2. Non-foods, anything partially hydrogenated or that I can’t pronounce
3. Red Dye of any lot number
4. BPA, MSG or other three-lettered abbreviations
5. Margarine (as ants and flies won’t even eat it) (see –>)
But then, in reading between the lines of these Real Food blogs, insinuated other offenders pop up, depending on who you read:
1. Meat – we’re over-meated in this country, our resources could go further to feed people with vegetables as opposed to animals with food. We simply don’t need to eat the amount of meat that we consume.
2. Bread and grains – the DNA of our version of bread has been altered so much that it’s not digestible by many; it evidences itself in the form of allergies and other bodily (and sometimes mental) manifestations.
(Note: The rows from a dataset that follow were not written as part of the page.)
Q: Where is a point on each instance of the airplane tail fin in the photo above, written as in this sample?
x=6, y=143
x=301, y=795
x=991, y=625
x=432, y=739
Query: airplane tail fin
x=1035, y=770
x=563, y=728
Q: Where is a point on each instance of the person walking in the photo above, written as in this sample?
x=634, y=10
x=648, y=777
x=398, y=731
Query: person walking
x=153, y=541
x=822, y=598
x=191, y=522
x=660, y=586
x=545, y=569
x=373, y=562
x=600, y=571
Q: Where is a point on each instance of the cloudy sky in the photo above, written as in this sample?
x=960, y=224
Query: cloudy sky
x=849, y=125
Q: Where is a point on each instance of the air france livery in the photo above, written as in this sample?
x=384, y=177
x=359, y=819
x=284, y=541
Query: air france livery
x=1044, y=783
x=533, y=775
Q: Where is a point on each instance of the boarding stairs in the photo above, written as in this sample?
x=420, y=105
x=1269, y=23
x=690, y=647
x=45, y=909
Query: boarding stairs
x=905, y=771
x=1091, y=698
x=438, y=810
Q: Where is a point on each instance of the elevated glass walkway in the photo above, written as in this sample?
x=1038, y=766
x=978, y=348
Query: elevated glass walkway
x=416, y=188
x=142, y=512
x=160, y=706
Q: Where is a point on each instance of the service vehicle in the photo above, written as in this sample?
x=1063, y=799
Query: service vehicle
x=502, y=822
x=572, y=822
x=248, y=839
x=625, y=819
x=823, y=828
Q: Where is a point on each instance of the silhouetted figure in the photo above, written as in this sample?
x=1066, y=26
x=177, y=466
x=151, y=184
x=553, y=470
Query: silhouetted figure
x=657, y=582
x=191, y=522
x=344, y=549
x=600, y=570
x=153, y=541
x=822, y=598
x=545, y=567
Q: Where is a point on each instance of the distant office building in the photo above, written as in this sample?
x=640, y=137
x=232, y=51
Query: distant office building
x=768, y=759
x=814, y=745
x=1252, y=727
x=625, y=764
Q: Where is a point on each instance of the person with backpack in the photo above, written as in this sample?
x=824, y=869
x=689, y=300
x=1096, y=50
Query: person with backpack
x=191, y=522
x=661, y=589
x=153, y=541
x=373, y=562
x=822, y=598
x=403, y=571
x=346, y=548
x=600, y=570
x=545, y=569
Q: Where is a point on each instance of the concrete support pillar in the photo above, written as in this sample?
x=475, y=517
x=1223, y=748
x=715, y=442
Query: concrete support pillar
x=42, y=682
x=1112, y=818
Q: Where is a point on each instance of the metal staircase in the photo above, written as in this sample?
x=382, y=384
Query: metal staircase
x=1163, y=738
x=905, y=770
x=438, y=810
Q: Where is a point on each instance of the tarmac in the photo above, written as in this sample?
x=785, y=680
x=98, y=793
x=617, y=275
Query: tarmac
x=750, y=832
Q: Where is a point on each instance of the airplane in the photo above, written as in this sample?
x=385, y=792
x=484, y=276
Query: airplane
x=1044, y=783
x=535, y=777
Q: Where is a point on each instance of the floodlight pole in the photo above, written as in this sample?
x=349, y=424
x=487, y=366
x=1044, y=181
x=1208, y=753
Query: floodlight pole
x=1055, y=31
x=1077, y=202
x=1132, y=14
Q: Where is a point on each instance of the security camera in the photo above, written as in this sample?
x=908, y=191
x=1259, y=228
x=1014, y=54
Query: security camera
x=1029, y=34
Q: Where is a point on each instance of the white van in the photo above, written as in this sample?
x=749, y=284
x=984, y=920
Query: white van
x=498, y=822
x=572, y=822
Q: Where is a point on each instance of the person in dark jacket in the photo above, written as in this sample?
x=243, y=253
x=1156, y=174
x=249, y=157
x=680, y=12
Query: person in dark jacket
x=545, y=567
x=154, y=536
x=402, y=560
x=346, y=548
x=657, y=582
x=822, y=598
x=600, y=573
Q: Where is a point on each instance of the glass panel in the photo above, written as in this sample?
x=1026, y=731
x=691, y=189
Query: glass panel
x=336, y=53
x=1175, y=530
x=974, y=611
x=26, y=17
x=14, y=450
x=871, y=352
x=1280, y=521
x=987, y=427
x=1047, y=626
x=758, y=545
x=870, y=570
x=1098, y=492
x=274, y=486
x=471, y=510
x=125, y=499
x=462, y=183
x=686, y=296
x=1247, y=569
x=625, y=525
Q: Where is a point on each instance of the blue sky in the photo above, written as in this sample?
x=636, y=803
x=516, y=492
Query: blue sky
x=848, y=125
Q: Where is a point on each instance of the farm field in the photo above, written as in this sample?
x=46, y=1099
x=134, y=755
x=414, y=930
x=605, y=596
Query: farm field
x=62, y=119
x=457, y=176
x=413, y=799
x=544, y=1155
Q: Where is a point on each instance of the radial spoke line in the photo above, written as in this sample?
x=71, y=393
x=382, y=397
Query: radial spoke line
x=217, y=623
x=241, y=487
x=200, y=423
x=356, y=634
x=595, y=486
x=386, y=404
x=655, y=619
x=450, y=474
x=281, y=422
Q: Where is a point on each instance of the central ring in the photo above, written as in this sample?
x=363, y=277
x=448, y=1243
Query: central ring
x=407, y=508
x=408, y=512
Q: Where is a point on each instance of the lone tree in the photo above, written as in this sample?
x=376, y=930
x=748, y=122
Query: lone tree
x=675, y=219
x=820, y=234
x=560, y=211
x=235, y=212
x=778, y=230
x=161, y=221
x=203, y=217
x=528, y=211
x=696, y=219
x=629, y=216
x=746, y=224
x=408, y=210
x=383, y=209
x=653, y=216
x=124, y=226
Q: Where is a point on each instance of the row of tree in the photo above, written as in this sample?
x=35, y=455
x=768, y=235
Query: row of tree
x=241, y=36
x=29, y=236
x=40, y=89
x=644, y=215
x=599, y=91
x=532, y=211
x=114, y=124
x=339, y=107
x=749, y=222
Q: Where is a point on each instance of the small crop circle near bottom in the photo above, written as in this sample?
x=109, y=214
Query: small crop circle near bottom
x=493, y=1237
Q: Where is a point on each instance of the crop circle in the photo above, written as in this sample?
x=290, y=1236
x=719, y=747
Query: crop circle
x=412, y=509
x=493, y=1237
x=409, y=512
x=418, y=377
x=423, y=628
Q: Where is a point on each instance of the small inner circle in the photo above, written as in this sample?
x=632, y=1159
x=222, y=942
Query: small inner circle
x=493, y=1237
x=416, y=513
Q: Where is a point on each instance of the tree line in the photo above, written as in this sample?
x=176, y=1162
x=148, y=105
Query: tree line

3. Milk and dairy – apparently we’re the only mammal to consume another mammal’s milk. We’re not exactly nursing at an animal’s teet, but the concept is kind of odd. Per some reading (either Pollen or a book I read by a vegetarian last year) we evolved to be able to digest cows milk sometime in Ireland when the cows were a plenty, but it’s not an original feature of the human digestive system.
So if you go through your grocery list and axe off everything that contains these things, you’re left with:
1. Fruit, though also a source of sugar and carbs, so eat between meals.
2. Vegetables
3. Nuts, but in moderation, and only those with the perfect Omega 3-to-6 ratio.
4. Water. But not from a plastic bottle.
All of this is difficult to swallow. It’s incredible to think that all of the things God created as good have suddenly been morphed to evilness. But I guess I know why.
Eve and that damned apple.
I suppose it should come to no surprise that the first sin of the world involved trying to figure out what is good for eating. It started with fruit from the wrong tree and continued on to the meat from the wrong alters, grains harvested on the wrong day and now ingredients added by the wrong source (laboratories rather than God).
But in looking at the story, the fruit wasn’t evil. It’s how she used it. She had a relationship and an expectation of the fruit that goes beyond what the fruit was created for. Thanks to genetics, Eve was nice enough to pass this trait down through the Eons – through both nature and nurture, I’m sure – and we humans continue to wrestle with how food plays into our lives. What to eat, how much of it, how often. What can keep us healthy, what can cause cancer. When to practice moderation, when to practice celebration. What we can control, what we can consume, what we can create.
So what I really want to know is… how to live within the tension. How to eat well and healthy. How to not be consumed by thinking about something I consume. How to be free of a 2000 year old (or older, depending on your theology) curse. Because I believe there is a way.
And then Jesus took the bread, gave thanks for it… and gave it to his disciples. This is my body, given for you. Take, eat and do so in remembrance of me.